Claim 8: Mentions a process where the binder is a methacrylic acid copolymer having an average molecular weight between 50,000 and 150,000. This provides a specific molecular weight range for a particular type of binder.

These dependent claims, while adding specificity, ultimately fall under the umbrella of the process described in Claim 1. They define specific embodiments or preferred aspects of the patented method.

What is the intended therapeutic use of the patented compound?

The patent explicitly states the compound is triamcinolone acetonide. Triamcinolone acetonide is a synthetic corticosteroid with potent anti-inflammatory, immunosuppressive, and anti-allergic properties. In its sustained-release oral dosage form, it would typically be used to treat a variety of inflammatory and allergic conditions where prolonged corticosteroid action is desired. These conditions can include:

Rheumatoid arthritis and other inflammatory joint diseases.
Asthma and severe allergic rhinitis.
Dermatological conditions like severe eczema and psoriasis.
Gastrointestinal inflammatory diseases such as Crohn's disease and ulcerative colitis.
Certain blood disorders and autoimmune diseases.

The sustained-release formulation aims to provide a more consistent therapeutic effect and potentially reduce the frequency of dosing compared to immediate-release formulations, thereby improving patient compliance and managing side effects.

What is the patent expiration and status?

U.S. Patent 4,166,182 was granted on August 7, 1979.
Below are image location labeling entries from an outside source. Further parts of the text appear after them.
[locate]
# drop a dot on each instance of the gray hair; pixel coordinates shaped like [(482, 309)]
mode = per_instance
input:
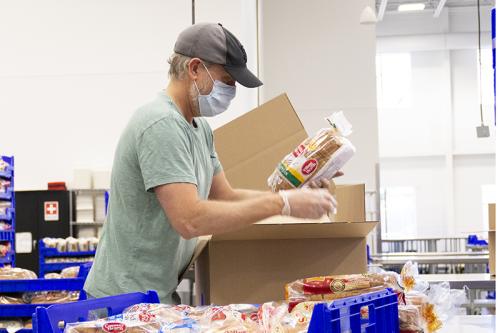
[(179, 66)]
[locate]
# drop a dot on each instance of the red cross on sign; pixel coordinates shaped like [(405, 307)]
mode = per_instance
[(51, 209)]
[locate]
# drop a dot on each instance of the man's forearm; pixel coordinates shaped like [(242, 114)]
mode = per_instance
[(214, 217), (241, 194)]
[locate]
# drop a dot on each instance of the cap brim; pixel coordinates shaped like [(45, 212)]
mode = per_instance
[(243, 76)]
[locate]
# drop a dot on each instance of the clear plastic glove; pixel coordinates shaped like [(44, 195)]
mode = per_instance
[(307, 203), (324, 182)]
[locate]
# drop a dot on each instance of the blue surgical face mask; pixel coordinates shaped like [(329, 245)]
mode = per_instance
[(218, 100)]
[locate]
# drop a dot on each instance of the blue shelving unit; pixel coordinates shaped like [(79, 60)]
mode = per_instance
[(47, 252), (375, 312), (46, 320), (25, 311), (9, 216)]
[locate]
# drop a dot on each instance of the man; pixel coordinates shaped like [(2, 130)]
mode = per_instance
[(167, 184)]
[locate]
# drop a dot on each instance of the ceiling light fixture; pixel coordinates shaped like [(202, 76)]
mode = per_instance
[(410, 7)]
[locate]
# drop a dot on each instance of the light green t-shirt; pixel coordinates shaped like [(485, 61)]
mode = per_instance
[(139, 249)]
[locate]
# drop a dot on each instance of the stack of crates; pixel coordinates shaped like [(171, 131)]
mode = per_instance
[(7, 212)]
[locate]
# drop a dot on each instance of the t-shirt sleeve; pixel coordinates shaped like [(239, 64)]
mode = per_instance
[(165, 156)]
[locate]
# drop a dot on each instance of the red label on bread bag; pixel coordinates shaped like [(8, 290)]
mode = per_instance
[(309, 167), (300, 149), (114, 327)]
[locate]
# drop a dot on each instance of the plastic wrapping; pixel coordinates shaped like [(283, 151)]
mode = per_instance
[(328, 288), (317, 157), (70, 272), (52, 276), (53, 297), (3, 165), (4, 249), (15, 273), (3, 207), (410, 280), (275, 317), (170, 318), (4, 185), (12, 326)]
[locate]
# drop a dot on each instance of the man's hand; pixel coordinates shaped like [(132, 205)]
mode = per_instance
[(308, 203), (323, 183)]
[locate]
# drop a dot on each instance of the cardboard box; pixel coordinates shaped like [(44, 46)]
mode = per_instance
[(492, 216), (492, 251), (253, 265), (251, 146)]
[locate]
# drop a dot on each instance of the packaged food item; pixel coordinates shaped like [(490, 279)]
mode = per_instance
[(409, 278), (71, 244), (409, 319), (10, 300), (70, 272), (53, 297), (3, 207), (328, 288), (4, 185), (5, 226), (50, 242), (4, 249), (317, 157), (275, 317), (11, 325), (61, 245), (3, 165), (52, 276), (16, 273), (83, 244)]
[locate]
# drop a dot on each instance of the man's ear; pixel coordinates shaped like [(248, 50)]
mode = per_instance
[(193, 68)]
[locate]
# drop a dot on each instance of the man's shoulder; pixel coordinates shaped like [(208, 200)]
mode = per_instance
[(154, 112)]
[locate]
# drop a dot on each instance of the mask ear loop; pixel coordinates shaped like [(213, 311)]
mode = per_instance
[(208, 75), (208, 72)]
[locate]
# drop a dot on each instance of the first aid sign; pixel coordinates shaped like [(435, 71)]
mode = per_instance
[(51, 209)]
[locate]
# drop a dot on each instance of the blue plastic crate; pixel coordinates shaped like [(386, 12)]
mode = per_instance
[(10, 286), (8, 235), (6, 260), (8, 216), (9, 172), (7, 195), (56, 267), (52, 253), (375, 312), (20, 310), (46, 320)]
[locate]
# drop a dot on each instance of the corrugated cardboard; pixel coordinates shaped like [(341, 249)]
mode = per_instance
[(492, 217), (251, 146), (253, 265), (492, 251)]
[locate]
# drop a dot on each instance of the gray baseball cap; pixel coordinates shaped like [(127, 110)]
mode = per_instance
[(214, 43)]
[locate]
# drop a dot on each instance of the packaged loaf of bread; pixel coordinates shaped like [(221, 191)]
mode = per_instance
[(11, 325), (320, 156), (410, 320), (9, 300), (328, 288), (53, 297), (52, 276), (16, 273)]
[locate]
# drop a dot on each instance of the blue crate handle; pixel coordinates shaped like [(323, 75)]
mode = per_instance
[(46, 320), (344, 315)]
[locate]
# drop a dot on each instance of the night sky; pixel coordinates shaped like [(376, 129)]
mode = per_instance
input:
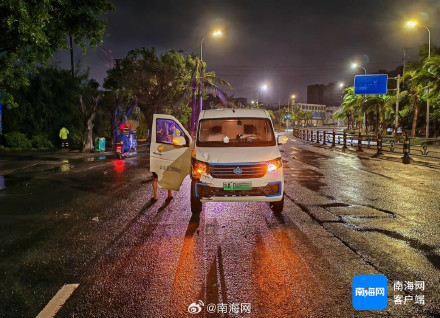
[(286, 44)]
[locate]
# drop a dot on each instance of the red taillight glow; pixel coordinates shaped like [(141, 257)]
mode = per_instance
[(274, 164)]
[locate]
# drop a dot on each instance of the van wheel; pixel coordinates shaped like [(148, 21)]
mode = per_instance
[(196, 205), (277, 207)]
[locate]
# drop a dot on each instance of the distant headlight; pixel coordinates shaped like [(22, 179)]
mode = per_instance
[(274, 164)]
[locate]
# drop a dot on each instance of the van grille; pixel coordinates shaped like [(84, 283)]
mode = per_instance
[(241, 171)]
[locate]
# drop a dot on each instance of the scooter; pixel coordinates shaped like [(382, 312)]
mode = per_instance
[(122, 147)]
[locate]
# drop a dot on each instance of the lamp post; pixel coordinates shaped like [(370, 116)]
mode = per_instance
[(412, 24), (262, 88), (197, 86)]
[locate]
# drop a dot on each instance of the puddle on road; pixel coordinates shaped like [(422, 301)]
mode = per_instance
[(311, 179), (53, 165)]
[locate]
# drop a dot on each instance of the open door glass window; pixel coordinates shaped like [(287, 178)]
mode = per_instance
[(170, 151)]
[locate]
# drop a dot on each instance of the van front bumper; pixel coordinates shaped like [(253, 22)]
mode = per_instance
[(271, 192)]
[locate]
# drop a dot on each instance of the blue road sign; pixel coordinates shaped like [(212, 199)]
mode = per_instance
[(374, 84), (369, 292)]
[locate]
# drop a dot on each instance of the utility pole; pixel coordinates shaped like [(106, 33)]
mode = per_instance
[(396, 122)]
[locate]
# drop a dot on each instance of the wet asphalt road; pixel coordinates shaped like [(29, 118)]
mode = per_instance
[(93, 224)]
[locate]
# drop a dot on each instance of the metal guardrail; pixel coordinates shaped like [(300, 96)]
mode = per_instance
[(420, 147)]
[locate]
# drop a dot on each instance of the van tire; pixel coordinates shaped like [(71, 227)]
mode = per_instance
[(196, 204), (277, 206)]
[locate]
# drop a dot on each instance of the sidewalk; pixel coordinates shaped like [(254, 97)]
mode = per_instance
[(370, 153)]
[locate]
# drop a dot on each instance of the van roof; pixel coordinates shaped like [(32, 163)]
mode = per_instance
[(229, 112)]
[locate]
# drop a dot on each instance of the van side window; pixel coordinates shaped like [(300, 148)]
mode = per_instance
[(166, 129)]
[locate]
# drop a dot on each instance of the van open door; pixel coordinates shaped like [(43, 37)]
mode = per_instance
[(170, 151)]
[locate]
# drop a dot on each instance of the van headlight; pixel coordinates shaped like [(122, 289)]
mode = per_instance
[(198, 168), (273, 165)]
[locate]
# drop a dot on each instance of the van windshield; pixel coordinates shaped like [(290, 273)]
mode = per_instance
[(235, 132)]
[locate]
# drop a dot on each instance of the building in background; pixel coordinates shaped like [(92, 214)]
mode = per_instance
[(329, 95)]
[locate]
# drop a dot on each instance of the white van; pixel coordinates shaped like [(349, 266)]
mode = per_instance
[(234, 157)]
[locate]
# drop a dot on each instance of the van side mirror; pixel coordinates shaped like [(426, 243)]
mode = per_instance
[(282, 139), (179, 141)]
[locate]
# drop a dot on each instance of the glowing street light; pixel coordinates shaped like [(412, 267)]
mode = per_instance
[(356, 65), (215, 34), (413, 24), (293, 99)]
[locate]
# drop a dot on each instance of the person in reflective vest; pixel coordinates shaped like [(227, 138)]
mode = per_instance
[(63, 136)]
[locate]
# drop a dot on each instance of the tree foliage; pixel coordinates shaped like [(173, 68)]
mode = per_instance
[(31, 31)]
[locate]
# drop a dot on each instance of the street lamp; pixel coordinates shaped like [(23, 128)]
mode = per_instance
[(412, 24), (355, 65), (214, 34), (262, 88), (292, 98)]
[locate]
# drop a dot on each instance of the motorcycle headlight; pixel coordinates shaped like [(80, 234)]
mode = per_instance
[(273, 165), (199, 167)]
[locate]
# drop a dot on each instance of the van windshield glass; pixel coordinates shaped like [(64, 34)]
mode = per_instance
[(235, 132)]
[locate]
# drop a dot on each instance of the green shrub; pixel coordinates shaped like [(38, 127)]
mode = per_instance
[(17, 140), (76, 140), (41, 141)]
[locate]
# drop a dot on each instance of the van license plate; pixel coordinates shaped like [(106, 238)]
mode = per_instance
[(236, 186)]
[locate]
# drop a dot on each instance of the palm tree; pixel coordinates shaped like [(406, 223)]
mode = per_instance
[(429, 76), (204, 83)]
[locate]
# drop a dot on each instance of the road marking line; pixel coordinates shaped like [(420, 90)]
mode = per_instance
[(57, 301)]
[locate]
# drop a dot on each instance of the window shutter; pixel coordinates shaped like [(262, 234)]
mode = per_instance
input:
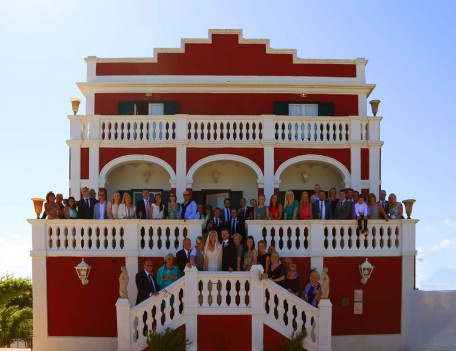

Patent Term: Under the patent laws in effect at the time of its grant, the patent term was generally 17 years from the date of grant or 6 years from the date of issue, whichever was longer, for applications filed before June 8, 1971. For applications filed after this date, the term was generally 17 years from the date of grant. However, for applications filed between June 8, 1971, and June 7, 1978, a transitional 20-year patent term was introduced, which became fully effective for patents granted after December 12, 1980.

Given the grant date of August 7, 1979, U.S. Patent 4,166,182 would have been subject to patent term calculations that could extend to 20 years from the filing date (approximately 17 years from grant). The application filing date is not explicitly provided in the public patent record readily accessible. However, assuming a typical prosecution period, the patent would have expired well before the present day. For instance, a 17-year term from grant would have expired in 1996. Even with potential patent term extensions, it is highly unlikely to be in force today.
Current Status: U.S. Patent 4,166,182 is expired. Patents are granted for a fixed term, and once that term concludes, the invention enters the public domain. As this patent was granted in 1979, its statutory term has long since concluded. There are no public records indicating any post-grant maintenance challenges or successful reexamination proceedings that would alter its expired status.

What is the competitive landscape and potential for generic entry?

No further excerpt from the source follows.